Compare that to the more than a quarter of study respondents who used condoms, which are 98% successful with perfect use, and the 7.4% who used withdrawal, a "birth control" method so ineffective it cannot even accurately be described as such. (About 1 in 5 couples who rely on pulling out will conceive within a year).

So this study shows that fewer than one in seven patients in the study were using oral contraception, a far cry from the 50% New posits in his piece.

New cites a second Guttmacher study finding that "only 12 percent [of abortion recipients] cited cost or availability as reasons" for not using contraception as evidence that "few sexually active women have difficulty accessing contraceptives." But 14.6% of women in this study said they "never got around to getting a [contraception method]," another 7% said their partners didn't want to use a method, and 25.6% said that they didn't expect to have sex at the time.

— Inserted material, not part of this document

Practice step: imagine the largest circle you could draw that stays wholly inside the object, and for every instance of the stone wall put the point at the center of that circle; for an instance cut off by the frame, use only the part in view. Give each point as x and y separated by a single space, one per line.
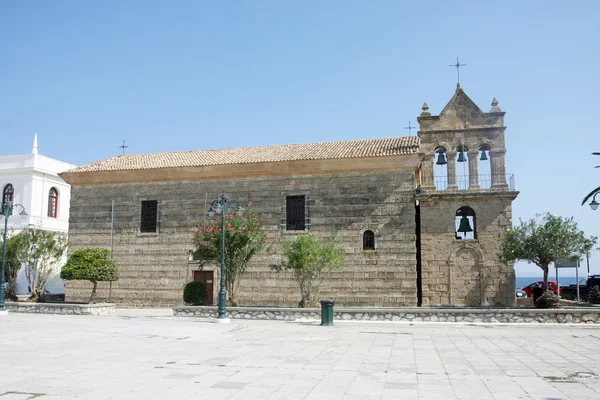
471 315
465 272
61 308
154 267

Seeing as this study is about all contraception methods (not just birth control pills), these explanations, which comprise almost half of all the women who got abortions in this 2002 study, presumably and primarily apply to condoms or withdrawal. OTC oral contraception puts the onus on the woman, who then is only responsible for going to the pharmacy to pick up the pill once a month at most.

Furthermore, this study notes that "Pill users were underrepresented among women having abortions, whereas women using condoms and withdrawal were overrepresented. These patterns reflect the fact that women using oral contraceptives are more successful in avoiding accidental pregnancy than are those who rely on barrier or nonprescription methods."

New once again seems to conflate the broad category of "contraception" with the Pill, saying "a CDC study of nearly 5,000 teenage girls who gave birth also found that only a small percentage had difficulty accessing contraception." But only a fifth of the girls in the study reported using highly effective contraception methods, including oral contraception, meaning that perhaps the study respondents were noting that they didn't have "difficulty accessing" condoms or other less effective birth control. Furthermore, the near quarter of respondents who said they didn't use birth control because their "partner did not want to use contraception" were likely talking about condoms because those are what historically have been available for teenagers.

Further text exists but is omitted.